Margaret Moloney says
Exactly, the point of this blog is to notice when enough is enough. The point is not to have nothing, but rather not to have the tail wagging the dog.
Jesse Nichols says
There is nothing wrong with buying things, but it is important to recognize when our possessions own us rather than bring us joy. My litmus test for any purchase (e.g. A water bottle that costs $30) is “Will this bottle bring me $30 worth of joy?” and “How long will that joy last?”.
Setting up an internal system of checks and balances for our purchases keeps us from becoming materialistic and allows us to focus on things that are more important than “things” (i.e. Experiences, friends, family, etc.).
Yvonne Hellyar says
I hear what you are saying and have wondered about this myself. For me, this blog speaks of excess. Too many possessions, most of them unnecessary – bought with money that we can’t really spare. It is sad to see families in a debt spiral, simply acquiring random stuff. I am certainly not planning to go without, but I find that I am becoming more thoughtful about buying and more aware of the traps set by advertisers/retailers to encourage the consumers to spend more than they planned.

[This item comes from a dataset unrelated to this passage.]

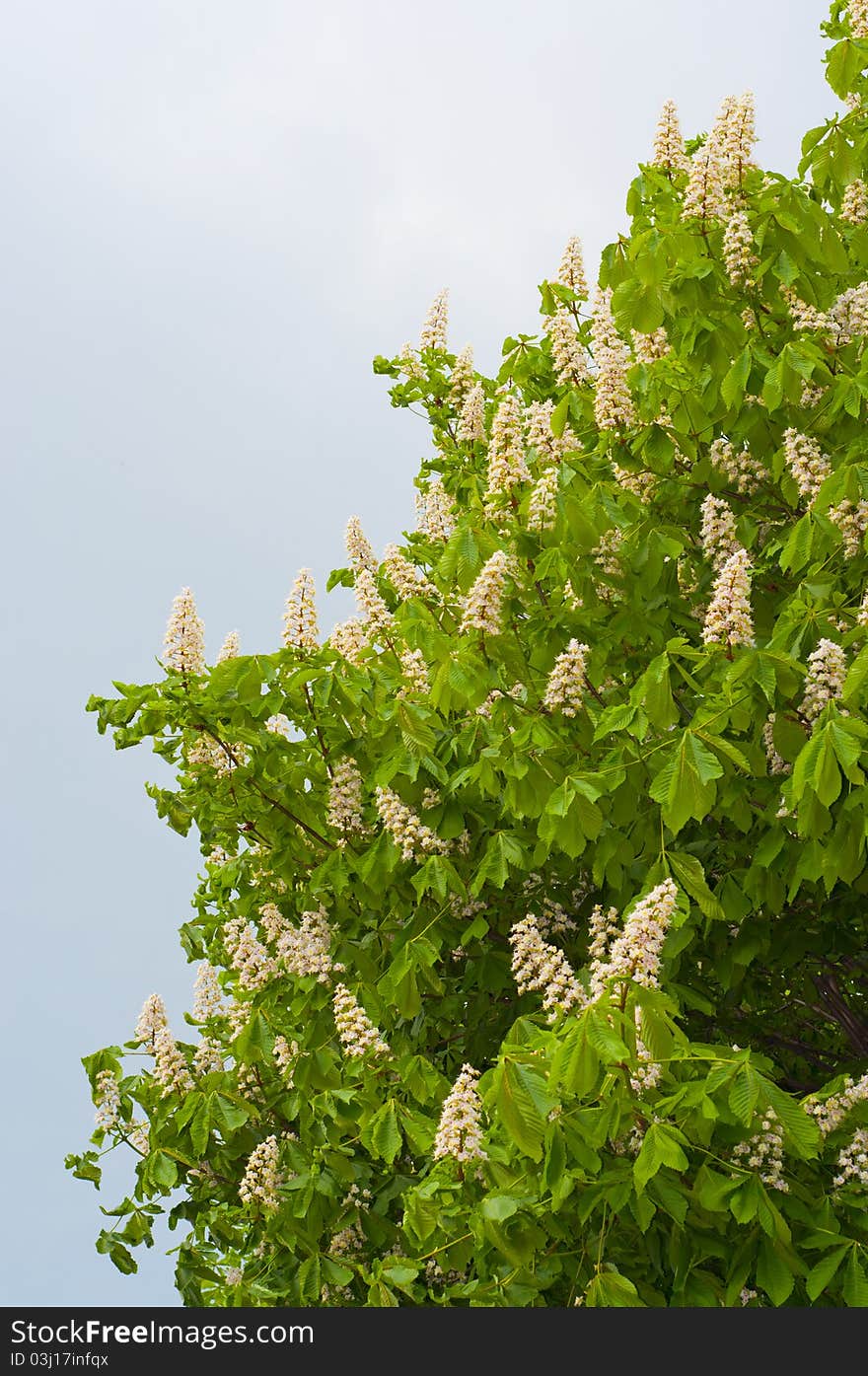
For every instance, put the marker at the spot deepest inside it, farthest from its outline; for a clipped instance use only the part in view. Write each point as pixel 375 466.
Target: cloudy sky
pixel 215 215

@JuJu – you’re absolutely right. But the issue currently is that we all have far far far far too much. And few of us have ever think about whether all the things they currently have bring them value, or about whether their next purchase is bringing them value
>>>Why not just buy what you want, and focus on more important things ? <<< Exactly, but unfortunately 'buying more things' is currently what many see as being important
Ok, let’s examine your question, “What is the downside?” Go ask all those newly homeless. People who couldn’t pay their rent because they have nice stuff, but no savings. People who lost their homes because they have a nice big house filled with gorgeous possessions, but no money in the bank to keep that home over their heads. Go ask all the parents who can’t give their kids 3 square meals a day because they’re living paycheque to paycheque on one salary because one parent lost their job and the other is fighting to keep a roof over their heads, pay the bills, credit cards and car payment until the other is able to replace that lost job in an economy that now has double digit unemployment numbers.
That’s the downside.
People are greatly mistaking Joy with Intentional. We HAVE to downsize our expectations of happiness and find that within. People don’t want to look within because they’ve been told that life is empty unless you buy this car. Not ONE single marketing campaign shows a new couch in the projects.
I’d never heard of the Diderot Effect before– how interesting!
Hubby and I were out the other day looking for a new couch (ours is dilapidated and has served us well, but it’s time for a change). By the time we tried out the first few couches we noticed beds in the other section of the store. Before the hour had passed we had tried bed, couches, sectionals, chairs, and looked at dressers, tables… And I was dreaming of the new bedsheets and curtains to go with it all.
Since I’m the one on the minimalist journey, I noticed how we were spiralling and needed to get out of there before we spent ten grand on new furniture.
This was such a fantastic read, I’m glad baby slept in this morning so I was able to learn a little something.